McDowell’s family had been involved in the textile and linen trade, and it was this background and his maths skills from his school days (if not his time at Bletchly Park) which pointed him in the direction of chartered accountancy after the war.

He enjoyed considerable success in his chosen profession, and merged his own firm with the original Deloitte & Co, which through subsequent mergers became PwC.

He was a past president of the Institute of Chartered Accountants in Ireland. (He was president in 1974/1975).

He was chairman of the Northern Ireland Industrial Development Board (IDB) in the 1980s, a time when inward investment was particularly difficult.

McDowell was awarded a CBE in 1982 for services to industry, and in particular for his work in IDB. He was subsequently knighted in 1990.

Amongst the many incidents of McDowell’s life was one where he travelled to Japan, and during the flight chatted to the man in the seat next to him. When he turned up at the IDB office he was visiting in Japan, he was stunned to discover that his travel companion was the vice-president of Hitachi, who had extended a personal invitation to McDowell to visit him at his home. McDowell was flabbergasted, the IDB was delighted.

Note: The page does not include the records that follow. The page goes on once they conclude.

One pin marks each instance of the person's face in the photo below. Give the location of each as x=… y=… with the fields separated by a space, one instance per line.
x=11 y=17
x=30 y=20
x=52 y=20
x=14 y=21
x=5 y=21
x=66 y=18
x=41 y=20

McDowell was educated at Inchmarlo and Royal Belfast Academical Institution, with which he retained a governor and old boy association relationship for well over 50 years. He was also a member of the Queen’s University Senate, and was awarded an honorary doctorate by the university.

Private lunch

Following his stepping down from his involvement in the IDB in the early 1990s, he was invited to a private lunch with the Queen and Prince Philip. The lunch involved six guests, and to McDowell’s delight sitting alongside the Queen was Cameron MacKintosh (producer of McDowell’s favourite musical Les Miserables). Another guest was former Beirut hostage John McCarthy. This eclectic event, which was a source of some pride to McDowell, afforded him some fascinating conversational opportunities.

In his private life he had a deep Christian faith, and was an elder in the Presbyterian churches he attended for almost 60 years. He was a former board member of the Trustees of the Presbyterian Church, treasurer of the Abbeyfield Society and chairman of Relate marriage guidance.

On a personal level he was respected for his integrity, his genuine interest in all people he met and their families. He worked at this, and his diaries contain much information on those same people.

He is survived by wife Helen of 63 years, three children and seven grandchildren, including Andrew Smyth one of last year’s stars of The Great British Bake Off.